Industrial Production Softening, Capacity Galore
Wednesday's economic reporting included industrial production and capacity utilization data for the month of June. It turns out that production was muted, and capacity remains defiantly under that key 80% barometer. It just doesn't look like the United States is on its way back to being a manufacturing powerhouse.
Industrial production (output) was reported with a soft 0.2% gain in June, and May's number was revised down to a gain of 0.5% from a preliminary report of 0.6%. Bloomberg was projecting a 0.4% gain.
Capacity utilization (potential output ratio) came in at only 79.1%, under the 79.2% consensus estimate from Bloomberg. Manufacturing activity was up by only 0.1% in June, versus a lower revision to +0.4% (+0.6% preliminary) in May.
This is interesting when you consider that unemployment is improving, and when we are supposed to be in the midst of a snap-back recovery from a poor first-quarter gross domestic product figure of -2.9%.
Here is a partial breakdown by segment for production:
- Apparel and leather production was down 1.3%.
- Food, beverage and tobacco products fell 0.6%.
- Mining was up 0.8%, after a 1.1% rise in May.
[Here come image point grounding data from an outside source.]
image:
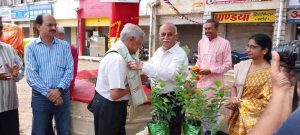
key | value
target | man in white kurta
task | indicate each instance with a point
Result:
(109, 105)
(164, 66)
- Utilities fell 0.3%, after falling 0.4% in May.
- Ex-auto manufacturing rose 0.2%, versus a 0.3% gain in May.
- Durable goods rose 0.4% in June (an annual rate of 8.8% in the second quarter).
- Non-metals mineral products rose 1.0%.
- Non-durable goods fell by 0.3%.
- Output of petroleum products and coal products was down 2.7% (listed partially from a major refinery disruption).
If you use June as a benchmark for the end of the quarter as we do, manufacturing production was up 6.7% on an annualized basis, after rising 1.4% in the first quarter. So even with these reports looking a tad soft, it just means that the growth in the second quarter might not be quite as robust as economists were hoping just a week or two ago.